SpaceX set for historic in‑space engine ignition with third Starship launch

Starship in flight
Starship in flight
Images source: © SpaceX
5:11 AM EDT, March 14, 2024

This upcoming launch, slated for 7:00 AM Eastern Time on March 14, 2024, offers a two-hour window that closes at 9:00 AM Eastern Time. It represents another significant step for Elon Musk's SpaceX in its ongoing Starship project.

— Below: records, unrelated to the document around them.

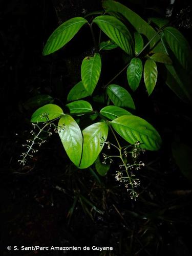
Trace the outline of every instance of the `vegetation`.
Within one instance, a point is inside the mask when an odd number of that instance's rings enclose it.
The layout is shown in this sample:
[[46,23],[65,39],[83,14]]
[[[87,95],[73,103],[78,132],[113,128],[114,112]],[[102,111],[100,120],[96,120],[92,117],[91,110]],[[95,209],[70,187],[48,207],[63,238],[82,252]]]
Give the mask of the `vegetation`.
[[[4,40],[12,47],[2,75],[16,106],[4,102],[3,255],[13,244],[113,246],[79,255],[189,255],[188,9],[165,18],[150,1],[105,0],[90,13],[83,1],[64,1],[67,21],[55,6],[55,29],[51,2],[33,2],[44,15],[23,24],[24,2],[14,14],[22,36],[15,29]],[[17,20],[8,20],[12,31]]]

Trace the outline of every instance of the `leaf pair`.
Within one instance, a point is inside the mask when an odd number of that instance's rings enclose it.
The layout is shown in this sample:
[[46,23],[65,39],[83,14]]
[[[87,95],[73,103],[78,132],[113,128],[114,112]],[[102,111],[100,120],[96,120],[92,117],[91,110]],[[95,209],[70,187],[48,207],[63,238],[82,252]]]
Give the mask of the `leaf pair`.
[[66,153],[78,168],[87,168],[95,161],[108,137],[108,126],[97,122],[81,131],[75,120],[65,115],[59,120],[59,135]]
[[106,88],[106,93],[115,105],[135,109],[130,94],[124,88],[117,84],[110,84]]

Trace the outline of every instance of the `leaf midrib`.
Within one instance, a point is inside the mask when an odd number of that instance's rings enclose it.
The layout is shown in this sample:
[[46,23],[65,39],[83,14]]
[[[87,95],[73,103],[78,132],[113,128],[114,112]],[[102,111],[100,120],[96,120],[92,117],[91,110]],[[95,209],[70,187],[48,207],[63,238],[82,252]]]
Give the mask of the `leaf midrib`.
[[[131,130],[134,130],[134,131],[135,131],[136,132],[138,132],[139,133],[140,133],[141,134],[144,134],[144,135],[146,135],[146,136],[147,136],[150,138],[151,138],[151,136],[150,135],[146,134],[145,133],[141,133],[141,131],[140,131],[139,130],[137,130],[134,129],[134,128],[133,128],[133,129],[131,128],[130,127],[126,126],[124,124],[122,124],[122,123],[118,123],[116,122],[114,122],[114,121],[112,121],[111,122],[112,123],[115,123],[115,124],[118,124],[119,125],[121,125],[122,126],[125,127],[126,128],[130,129]],[[150,130],[148,130],[148,131],[150,131]]]

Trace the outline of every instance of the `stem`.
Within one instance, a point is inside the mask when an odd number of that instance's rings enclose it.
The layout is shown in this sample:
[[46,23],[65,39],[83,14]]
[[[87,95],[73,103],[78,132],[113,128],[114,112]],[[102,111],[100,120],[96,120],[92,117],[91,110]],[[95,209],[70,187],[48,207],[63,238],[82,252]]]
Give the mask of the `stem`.
[[111,82],[112,82],[115,79],[115,78],[116,78],[118,76],[119,76],[119,75],[120,75],[121,74],[122,72],[123,72],[124,71],[124,70],[125,69],[126,69],[126,68],[127,68],[127,67],[129,66],[129,65],[130,64],[130,62],[129,62],[123,68],[123,69],[122,69],[118,74],[117,74],[117,75],[116,76],[115,76],[111,80],[110,80],[110,81],[108,82],[108,83],[104,86],[103,86],[103,88],[106,88],[110,83],[111,83]]
[[98,45],[97,45],[97,44],[96,42],[96,41],[95,40],[95,34],[94,34],[94,32],[93,32],[93,23],[92,23],[91,24],[89,24],[90,25],[90,30],[91,30],[91,35],[92,36],[92,38],[93,38],[93,42],[94,44],[94,47],[95,47],[95,50],[96,50],[96,51],[97,52],[98,52]]
[[[106,11],[104,11],[103,12],[103,13],[102,14],[103,15],[104,15],[104,14],[106,13]],[[101,42],[101,32],[102,32],[102,31],[101,31],[101,29],[100,30],[100,31],[99,31],[99,42],[98,42],[98,46],[99,47],[100,46],[100,43]]]
[[143,48],[141,50],[141,51],[139,52],[137,54],[136,54],[136,57],[139,57],[139,56],[145,50],[145,49],[147,47],[147,46],[151,43],[153,40],[162,31],[162,29],[160,29],[159,30],[157,31],[157,32],[154,35],[153,37],[148,41],[148,42],[146,44]]
[[[139,57],[139,56],[145,50],[145,49],[147,47],[147,46],[151,43],[151,42],[153,41],[153,40],[157,36],[157,35],[158,35],[161,32],[162,32],[165,27],[166,27],[166,25],[164,26],[157,32],[157,33],[154,35],[153,37],[148,41],[148,42],[145,45],[145,46],[143,47],[143,48],[141,50],[141,51],[139,52],[137,54],[136,54],[136,57]],[[115,76],[105,86],[103,87],[104,88],[106,88],[110,83],[111,83],[115,78],[116,78],[122,72],[124,71],[125,69],[129,66],[129,65],[130,64],[130,62],[129,62],[125,67],[124,67],[123,69],[122,69],[116,76]]]
[[118,144],[118,147],[118,147],[118,150],[119,150],[119,152],[120,152],[120,153],[121,153],[121,146],[120,146],[120,144],[119,144],[119,141],[118,140],[118,139],[117,139],[117,137],[116,137],[116,135],[115,135],[115,133],[114,133],[114,131],[113,131],[113,128],[111,127],[111,125],[110,125],[110,124],[109,126],[110,126],[110,129],[111,129],[111,131],[112,132],[112,133],[113,133],[113,136],[114,136],[114,137],[115,137],[115,140],[117,141],[117,144]]

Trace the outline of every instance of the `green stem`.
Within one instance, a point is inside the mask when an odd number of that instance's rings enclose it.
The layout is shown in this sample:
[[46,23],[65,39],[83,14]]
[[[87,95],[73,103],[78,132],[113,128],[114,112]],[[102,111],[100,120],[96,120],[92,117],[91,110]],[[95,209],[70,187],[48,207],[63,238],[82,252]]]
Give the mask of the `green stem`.
[[116,136],[116,134],[115,133],[114,133],[114,131],[113,131],[113,128],[112,127],[111,124],[109,125],[109,126],[110,126],[110,128],[111,129],[111,131],[112,131],[112,133],[113,133],[113,136],[114,136],[114,138],[115,139],[115,140],[117,141],[117,144],[118,145],[118,150],[119,151],[119,152],[121,152],[121,147],[119,144],[119,141],[118,140],[118,139],[117,138],[117,136]]
[[89,25],[90,25],[90,30],[91,30],[91,33],[92,38],[93,38],[93,42],[94,44],[95,50],[96,50],[96,52],[98,52],[98,47],[96,40],[95,39],[94,32],[93,32],[93,23],[92,23],[91,24],[89,24]]
[[139,57],[139,55],[145,50],[145,49],[147,47],[147,46],[151,43],[153,40],[162,31],[162,29],[160,29],[159,30],[157,31],[157,32],[153,36],[153,37],[148,41],[148,42],[146,44],[143,48],[140,51],[139,53],[136,55],[136,57]]
[[123,72],[124,71],[124,70],[125,69],[126,69],[127,67],[129,66],[129,65],[130,64],[130,62],[129,62],[123,68],[123,69],[122,69],[118,74],[117,74],[116,75],[115,75],[111,80],[110,80],[110,81],[108,82],[108,83],[106,84],[105,84],[105,86],[103,86],[103,88],[105,88],[108,86],[109,86],[109,84],[110,83],[111,83],[112,82],[113,82],[113,81],[115,79],[115,78],[116,78],[118,76],[119,76],[119,75],[120,75],[121,74],[122,72]]

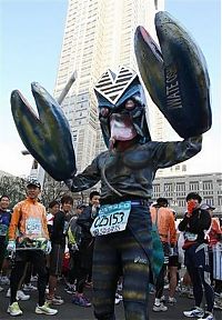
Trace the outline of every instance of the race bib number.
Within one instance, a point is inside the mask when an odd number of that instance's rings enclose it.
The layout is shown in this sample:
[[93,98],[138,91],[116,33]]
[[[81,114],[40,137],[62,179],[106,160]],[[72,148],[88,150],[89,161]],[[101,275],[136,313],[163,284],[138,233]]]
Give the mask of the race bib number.
[[7,236],[8,226],[0,224],[0,236]]
[[41,221],[38,218],[29,218],[26,221],[27,236],[41,236]]
[[195,241],[198,239],[198,234],[188,232],[188,231],[184,232],[183,237],[185,240],[189,240],[189,241]]
[[130,201],[102,206],[90,229],[91,234],[104,236],[125,230],[130,211]]

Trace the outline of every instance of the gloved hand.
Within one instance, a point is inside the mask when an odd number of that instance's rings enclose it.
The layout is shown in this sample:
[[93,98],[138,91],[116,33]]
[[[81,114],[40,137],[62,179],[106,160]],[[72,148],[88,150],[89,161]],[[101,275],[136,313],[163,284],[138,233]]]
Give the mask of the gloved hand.
[[51,241],[48,240],[47,248],[46,248],[46,253],[49,254],[51,252],[51,250],[52,250],[52,244],[51,244]]
[[16,252],[16,241],[14,240],[9,240],[7,250],[11,253]]
[[71,244],[71,246],[70,246],[70,250],[71,250],[72,252],[79,251],[78,244],[77,244],[77,243]]

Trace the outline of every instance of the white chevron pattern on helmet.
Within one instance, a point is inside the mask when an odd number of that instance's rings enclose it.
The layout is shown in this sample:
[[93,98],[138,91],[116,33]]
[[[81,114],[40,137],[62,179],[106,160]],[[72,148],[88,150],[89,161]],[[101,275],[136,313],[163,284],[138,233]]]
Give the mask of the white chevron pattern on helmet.
[[94,90],[111,103],[115,103],[137,77],[137,73],[132,69],[125,67],[121,67],[118,74],[109,69],[99,79],[94,86]]

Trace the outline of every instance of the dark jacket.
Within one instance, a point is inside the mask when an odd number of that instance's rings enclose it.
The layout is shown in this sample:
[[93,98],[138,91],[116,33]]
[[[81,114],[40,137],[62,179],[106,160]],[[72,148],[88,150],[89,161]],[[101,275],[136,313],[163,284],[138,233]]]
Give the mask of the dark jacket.
[[93,239],[90,232],[90,228],[92,226],[93,220],[94,219],[92,218],[92,206],[89,204],[88,207],[84,208],[82,213],[77,219],[77,224],[81,227],[82,241],[83,240],[91,241]]
[[63,211],[59,211],[54,214],[53,227],[51,233],[51,242],[52,244],[61,244],[65,247],[65,224],[68,223],[65,213]]
[[192,216],[189,218],[185,213],[183,220],[179,223],[179,231],[189,231],[191,233],[198,234],[196,242],[205,242],[204,231],[211,227],[211,214],[203,209],[195,209]]

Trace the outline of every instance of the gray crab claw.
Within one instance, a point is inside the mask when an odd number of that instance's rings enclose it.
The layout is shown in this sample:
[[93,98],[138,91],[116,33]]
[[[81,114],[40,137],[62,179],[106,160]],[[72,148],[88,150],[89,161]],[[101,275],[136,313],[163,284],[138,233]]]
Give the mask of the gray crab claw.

Starship, a colossal rocket designed for carrying massive payloads into orbit at reduced costs, is pivotal for the future colonization of the Moon and Mars, and for longer missions into deep space. Its development could establish a regular transport link between Earth and the Moon.

The third Starship launch

SpaceX's ambitious goals for this flight include successfully launching both stages of the rocket – the booster (first stage) and the Starship vehicle (second stage). This attempt follows a previous one that resulted in an explosion.

The booster will separate from the Starship vehicle two minutes and 44 seconds into the flight, already in space. It will then decelerate and return to Earth, aiming to land on water with engines briefly reignited for this purpose. Upon separation, Starship will engage its engines for a critical phase of space flight before re-entering the Earth's atmosphere and aiming for a landing in the Indian Ocean. This marks the first attempt at igniting the rocket's engines in space.

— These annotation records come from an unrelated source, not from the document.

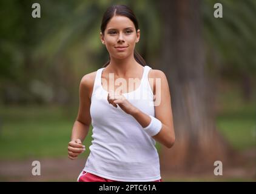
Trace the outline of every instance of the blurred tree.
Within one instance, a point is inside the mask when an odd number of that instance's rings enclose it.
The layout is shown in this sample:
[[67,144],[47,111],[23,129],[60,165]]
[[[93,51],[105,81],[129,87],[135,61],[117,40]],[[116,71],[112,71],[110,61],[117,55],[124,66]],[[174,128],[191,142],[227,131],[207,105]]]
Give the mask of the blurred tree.
[[[214,89],[206,75],[200,0],[161,1],[161,67],[168,76],[177,141],[162,148],[163,169],[203,170],[229,154],[215,122]],[[213,16],[213,12],[212,12]]]
[[[215,67],[212,70],[215,69],[215,76],[220,75],[241,85],[245,101],[252,100],[252,90],[255,89],[252,79],[256,73],[256,25],[253,24],[256,1],[207,0],[203,2],[204,35],[208,48],[213,48],[206,53],[207,62]],[[217,2],[223,5],[221,19],[213,17],[213,7]],[[216,60],[217,56],[219,59]]]

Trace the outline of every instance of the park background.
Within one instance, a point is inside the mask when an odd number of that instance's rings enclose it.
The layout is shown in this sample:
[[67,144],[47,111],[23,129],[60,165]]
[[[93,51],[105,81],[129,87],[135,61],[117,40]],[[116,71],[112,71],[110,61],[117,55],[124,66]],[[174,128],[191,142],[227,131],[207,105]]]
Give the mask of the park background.
[[92,141],[91,126],[86,151],[67,158],[79,84],[108,59],[100,24],[117,4],[133,10],[136,50],[169,82],[177,140],[157,144],[163,181],[256,180],[255,1],[37,1],[40,18],[34,2],[0,2],[1,181],[76,181]]

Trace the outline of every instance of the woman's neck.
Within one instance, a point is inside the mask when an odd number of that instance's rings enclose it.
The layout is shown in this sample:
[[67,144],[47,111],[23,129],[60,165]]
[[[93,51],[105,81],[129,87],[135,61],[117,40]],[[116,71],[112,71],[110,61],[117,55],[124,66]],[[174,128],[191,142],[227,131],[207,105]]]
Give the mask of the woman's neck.
[[110,57],[110,62],[106,68],[109,69],[109,72],[113,73],[115,76],[123,77],[131,70],[136,69],[140,65],[141,65],[136,61],[133,55],[132,55],[130,56],[122,59]]

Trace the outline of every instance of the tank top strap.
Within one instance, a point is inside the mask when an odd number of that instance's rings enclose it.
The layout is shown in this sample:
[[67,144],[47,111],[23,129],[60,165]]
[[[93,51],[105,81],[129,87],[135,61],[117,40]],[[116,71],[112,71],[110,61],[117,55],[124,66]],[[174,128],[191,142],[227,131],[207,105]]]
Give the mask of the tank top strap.
[[152,68],[148,65],[145,65],[144,68],[144,69],[143,72],[142,81],[144,82],[147,82],[148,81],[149,72]]

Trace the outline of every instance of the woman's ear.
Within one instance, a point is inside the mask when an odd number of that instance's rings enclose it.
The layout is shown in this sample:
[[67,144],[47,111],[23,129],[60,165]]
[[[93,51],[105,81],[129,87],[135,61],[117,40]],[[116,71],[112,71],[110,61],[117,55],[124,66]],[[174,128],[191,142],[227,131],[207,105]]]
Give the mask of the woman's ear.
[[101,32],[100,32],[100,36],[101,36],[101,41],[102,44],[105,44],[105,40],[104,39],[104,36]]
[[137,43],[140,41],[140,29],[138,29],[137,33],[136,33],[136,43]]

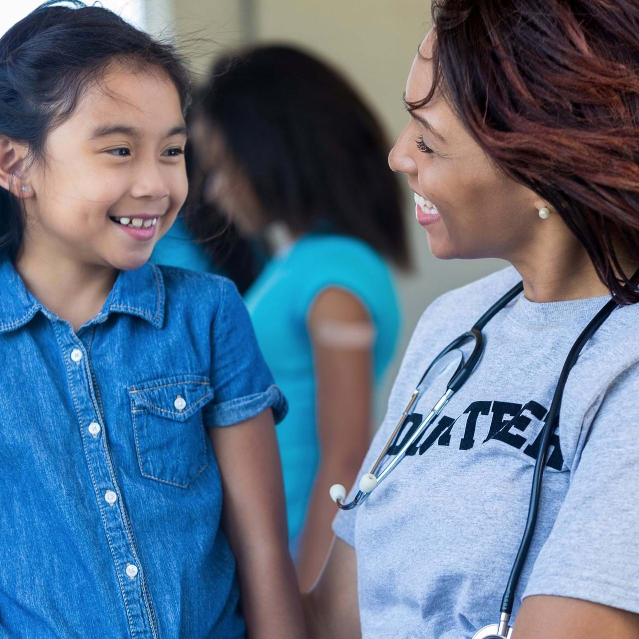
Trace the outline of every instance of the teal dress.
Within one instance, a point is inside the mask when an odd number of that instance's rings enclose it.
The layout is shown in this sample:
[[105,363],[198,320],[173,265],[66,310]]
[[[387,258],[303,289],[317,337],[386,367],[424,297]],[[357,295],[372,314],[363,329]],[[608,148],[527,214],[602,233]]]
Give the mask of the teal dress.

Where to watch the Starship flight?

The test flight will be broadcast live, available on platforms such as X (formerly Twitter) and YouTube.

Starship system - economical moon travel

Standing at 394 feet tall, the Starship system dwarfs preceding rockets. Its first stage, powered by 33 Raptor engines fueled by liquid methane and oxygen, reaches 230 feet in height, boasting double the power of NASA's Saturn V rocket. The Starship vehicle itself, at 164 feet, includes six Raptor engines, half of which are designed for space use.

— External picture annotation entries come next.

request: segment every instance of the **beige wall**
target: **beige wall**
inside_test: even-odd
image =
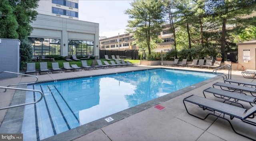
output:
[[[244,69],[256,69],[256,40],[239,43],[238,45],[238,63],[244,67]],[[246,58],[248,61],[245,61],[244,55],[248,53]]]

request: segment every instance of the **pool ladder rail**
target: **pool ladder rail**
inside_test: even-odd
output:
[[[228,74],[224,74],[224,73],[220,73],[217,72],[217,70],[218,70],[222,68],[225,69],[225,67],[228,67]],[[212,71],[212,73],[215,75],[221,76],[223,78],[223,80],[225,80],[225,78],[226,78],[226,79],[230,79],[230,78],[231,79],[231,70],[232,70],[231,66],[230,66],[229,65],[224,65],[220,66],[217,69],[214,69]]]
[[[4,72],[9,73],[12,73],[12,74],[20,74],[20,75],[24,75],[25,76],[33,76],[33,77],[36,77],[36,80],[35,82],[13,84],[9,85],[7,87],[0,86],[0,88],[5,89],[5,90],[4,91],[4,92],[6,92],[7,91],[7,89],[19,90],[23,90],[23,91],[31,91],[31,92],[38,92],[40,93],[40,94],[41,94],[41,97],[38,100],[34,102],[24,103],[24,104],[20,104],[15,105],[9,106],[7,106],[7,107],[1,108],[0,108],[0,110],[2,110],[11,108],[15,108],[15,107],[22,106],[27,105],[29,105],[29,104],[34,104],[36,103],[40,102],[40,101],[41,101],[41,100],[42,100],[42,99],[43,98],[43,97],[44,96],[44,94],[43,94],[43,93],[41,91],[40,91],[40,90],[33,90],[33,89],[25,89],[25,88],[21,88],[9,87],[10,86],[18,86],[18,85],[24,85],[24,84],[34,84],[36,82],[37,82],[37,81],[38,80],[38,77],[37,76],[34,76],[34,75],[29,75],[29,74],[22,74],[22,73],[11,72],[7,71],[2,71],[1,72],[0,72],[0,74],[1,73],[4,73]]]

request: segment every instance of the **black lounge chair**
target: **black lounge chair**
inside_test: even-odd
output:
[[[36,73],[36,63],[27,63],[27,70],[25,72],[25,74],[28,73]]]
[[[116,65],[114,65],[109,64],[108,62],[108,61],[103,61],[103,62],[104,62],[104,63],[105,63],[105,65],[108,66],[110,68],[110,67],[111,67],[112,68],[114,68],[114,67],[116,67]]]
[[[72,55],[72,59],[73,59],[73,60],[76,60],[76,61],[80,60],[80,59],[78,59],[77,58],[76,58],[76,55]]]
[[[246,95],[246,94],[243,92],[243,91],[246,91],[250,92],[251,94],[254,96],[252,94],[252,93],[256,92],[256,89],[255,88],[245,87],[242,86],[238,86],[236,85],[233,85],[228,83],[225,83],[220,82],[218,82],[212,84],[212,86],[214,88],[214,86],[219,86],[222,90],[226,90],[224,89],[223,87],[225,87],[228,89],[226,90],[230,90],[233,92],[239,92],[240,93],[244,94]]]
[[[192,61],[192,63],[191,63],[191,64],[188,64],[186,66],[186,67],[194,67],[194,65],[197,64],[197,61],[198,61],[198,59],[193,59],[193,61]]]
[[[82,67],[78,67],[76,64],[72,64],[71,67],[74,68],[74,71],[75,70],[78,70],[82,71]]]
[[[87,64],[87,61],[86,60],[82,60],[82,67],[84,69],[84,70],[86,70],[87,69],[93,69],[93,67],[92,66],[89,66]]]
[[[170,65],[170,66],[176,66],[177,64],[178,64],[178,63],[179,62],[179,59],[175,59],[174,60],[174,62],[173,64],[171,64]]]
[[[65,70],[65,72],[67,72],[67,70],[73,70],[73,71],[75,70],[74,68],[70,67],[69,62],[64,62],[63,66],[64,67],[63,69]]]
[[[41,72],[49,72],[50,70],[47,67],[47,62],[40,62],[40,69],[39,70],[39,74],[41,75]]]
[[[203,110],[208,110],[210,113],[208,113],[205,117],[203,118],[192,114],[188,112],[188,108],[185,104],[187,102],[198,105],[199,106],[198,107],[202,108]],[[254,114],[256,112],[256,106],[252,107],[250,109],[247,110],[194,95],[184,98],[183,104],[187,112],[190,115],[202,120],[205,119],[209,115],[211,115],[225,119],[228,122],[233,131],[235,133],[250,139],[256,140],[256,139],[254,139],[241,133],[238,132],[236,131],[237,130],[235,129],[230,121],[230,120],[232,120],[234,118],[236,118],[244,121],[243,123],[256,126],[256,123],[249,120],[249,119],[254,117]],[[192,107],[194,109],[195,107]],[[219,113],[222,114],[219,115]],[[223,117],[221,116],[222,115]],[[239,122],[239,121],[238,120],[237,122]]]
[[[60,72],[61,71],[61,73],[62,72],[62,69],[60,68],[60,67],[59,67],[58,63],[52,63],[52,73],[53,73],[54,71],[58,71]]]
[[[206,92],[212,94],[215,97],[224,99],[225,100],[223,102],[228,101],[230,102],[231,104],[235,103],[242,106],[243,108],[244,108],[244,107],[242,104],[238,102],[239,100],[249,102],[252,106],[253,106],[252,104],[255,104],[255,102],[256,102],[256,97],[255,96],[247,96],[237,92],[228,91],[214,88],[209,88],[204,90],[203,93],[204,97],[206,98]],[[232,100],[231,100],[231,99]]]
[[[238,85],[243,85],[243,86],[250,86],[252,87],[252,86],[254,86],[256,88],[256,83],[253,83],[252,82],[228,79],[224,80],[224,82],[228,82],[230,84],[235,83],[237,84]]]
[[[193,67],[198,67],[201,68],[201,66],[204,65],[204,59],[199,59],[199,61],[198,62],[198,65],[194,65]]]
[[[66,59],[65,59],[66,61],[72,61],[72,60],[70,59],[70,56],[67,56],[66,57]]]
[[[98,65],[101,67],[102,68],[106,68],[108,69],[109,68],[109,66],[106,65],[103,65],[102,64],[102,62],[100,60],[97,60],[97,63],[98,63]]]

This assembly surpasses the iconic Saturn V and is over twice the height of the Space Shuttle launch setup. Starship's payload capacity for low Earth orbit exceeds 330,693 pounds, overshadowing the capabilities of the upcoming European Ariane 6 rocket and the non-reusable NASA-built SLS rocket, both of which entail high construction costs.

Regular operations of Starship could revolutionize space travel, offering versatile landing options at SpaceX's Boca Chica spaceport, the Kennedy Space Center, or on specialized floating platforms at sea.

Explosions are not failures

The inaugural Starship launch in December 2020 saw the second stage reach over 39,370 feet, hitting the intended altitude. However, a high descent speed caused by insufficient fuel tank pressure led to an explosion upon landing. Despite this, SpaceX learned valuable lessons for future adjustments.

A subsequent attempt in November 2023 aimed for orbit. Although both stages exploded – the first, shortly after separation, and the second, just shy of achieving orbit – these incidents were viewed as informative, not setbacks. Each failure has been a step forward, allowing SpaceX engineers to refine and enhance their designs.